Furman's team reasoned that giving an anti-GD2 antibody straight away, instead of waiting, might do the same for children newly diagnosed with high-risk neuroblastoma.
Instead of dinutuximab, though, they used the experimental antibody, developed at St. Jude. It also targets GD2, but was designed to limit a primary side effect of dinutuximab: pain.
Children in the trial received six rounds of chemo, along with infusions of the antibody therapy. They then moved on to other standard treatments, including additional antibody infusions.
While the experimental antibody was designed to cause less pain, the children still needed infusions of opioid painkillers during treatment. Pain was the most common side effect tied to the antibody -- reported in 10% of treatment cycles.
After three years, 86% of the children were still alive, with 74% recurrence-free.
Furman said that in 30 years of treating kids with high-risk neuroblastoma, those are the best outcomes he has seen.
It is not clear whether all of those recurrence-free children are cured; it's possible the treatment delays recurrence in some, according to Furman. The hope, of course, is that the results hold up.
"This is a very important and provocative study building on recent advances with chemoimmunotherapy for children with relapsed neuroblastoma in the Children's Oncology Group," said Dr. John Maris, chairman of neuroblastoma research at Children's Hospital of Philadelphia.
Like Furman, he pointed to the COG trial that will test the approach in newly diagnosed children.

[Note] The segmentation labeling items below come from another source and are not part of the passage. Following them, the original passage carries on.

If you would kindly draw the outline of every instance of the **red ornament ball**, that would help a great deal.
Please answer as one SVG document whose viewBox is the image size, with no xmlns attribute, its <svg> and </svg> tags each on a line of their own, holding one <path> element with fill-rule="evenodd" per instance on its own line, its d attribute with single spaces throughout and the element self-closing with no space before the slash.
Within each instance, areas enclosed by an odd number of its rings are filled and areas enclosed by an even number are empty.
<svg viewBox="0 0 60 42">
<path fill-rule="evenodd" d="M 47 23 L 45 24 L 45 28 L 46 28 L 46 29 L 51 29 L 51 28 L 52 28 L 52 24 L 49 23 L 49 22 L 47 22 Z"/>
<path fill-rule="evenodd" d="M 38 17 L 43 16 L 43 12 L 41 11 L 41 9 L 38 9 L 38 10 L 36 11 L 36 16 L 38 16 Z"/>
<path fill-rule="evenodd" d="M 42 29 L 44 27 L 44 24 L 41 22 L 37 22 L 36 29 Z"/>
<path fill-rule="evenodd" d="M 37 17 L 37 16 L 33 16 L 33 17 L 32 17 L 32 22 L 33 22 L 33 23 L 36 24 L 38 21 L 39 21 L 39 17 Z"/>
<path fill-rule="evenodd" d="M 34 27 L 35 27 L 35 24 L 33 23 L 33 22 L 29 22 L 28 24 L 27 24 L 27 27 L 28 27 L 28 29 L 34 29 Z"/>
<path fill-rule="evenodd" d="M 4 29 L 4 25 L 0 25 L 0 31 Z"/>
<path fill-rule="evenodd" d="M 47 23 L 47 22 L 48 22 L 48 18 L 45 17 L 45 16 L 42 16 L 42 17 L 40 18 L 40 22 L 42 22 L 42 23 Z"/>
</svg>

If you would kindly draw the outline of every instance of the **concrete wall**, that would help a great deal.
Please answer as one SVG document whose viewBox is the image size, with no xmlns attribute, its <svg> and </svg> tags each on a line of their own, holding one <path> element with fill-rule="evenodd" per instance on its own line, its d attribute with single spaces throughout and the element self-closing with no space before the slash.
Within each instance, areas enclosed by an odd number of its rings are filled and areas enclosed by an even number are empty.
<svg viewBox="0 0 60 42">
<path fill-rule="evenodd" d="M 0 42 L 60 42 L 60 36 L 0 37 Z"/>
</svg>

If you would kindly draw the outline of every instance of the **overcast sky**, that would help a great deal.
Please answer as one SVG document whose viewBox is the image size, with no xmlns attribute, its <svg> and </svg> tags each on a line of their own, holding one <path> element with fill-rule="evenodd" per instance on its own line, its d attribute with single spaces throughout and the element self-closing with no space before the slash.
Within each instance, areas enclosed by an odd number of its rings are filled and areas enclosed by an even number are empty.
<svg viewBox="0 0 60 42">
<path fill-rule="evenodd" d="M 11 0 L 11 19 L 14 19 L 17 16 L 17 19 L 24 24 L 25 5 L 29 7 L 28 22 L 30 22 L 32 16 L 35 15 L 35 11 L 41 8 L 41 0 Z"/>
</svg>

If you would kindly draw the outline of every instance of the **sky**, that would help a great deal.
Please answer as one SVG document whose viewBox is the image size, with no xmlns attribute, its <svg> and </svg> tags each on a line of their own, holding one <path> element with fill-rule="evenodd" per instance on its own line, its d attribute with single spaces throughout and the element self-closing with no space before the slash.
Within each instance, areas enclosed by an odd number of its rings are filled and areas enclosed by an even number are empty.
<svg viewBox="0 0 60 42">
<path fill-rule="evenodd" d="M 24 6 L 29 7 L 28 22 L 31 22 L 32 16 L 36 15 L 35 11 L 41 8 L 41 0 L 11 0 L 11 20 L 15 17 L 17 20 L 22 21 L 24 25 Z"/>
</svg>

"If confirmed, chemoimmunotherapy would become standard therapy and hopefully, significant improve chances for cure of high-risk neuroblastoma," said Maris, who wasn't part of the research.
Furman said children in his study received the experimental antibody at a dose more than double the maximum approved dose of dinutuximab. It's unclear, he said, whether the children's outcomes are related to the higher dose, or because hu14.18K322A is "a better antibody."
The study -- published Dec. 6 in Journal of Clinical Oncology, was funded by federal and foundation grants. The experimental antibody is now owned by EMD Serono, a division of drug maker Merck.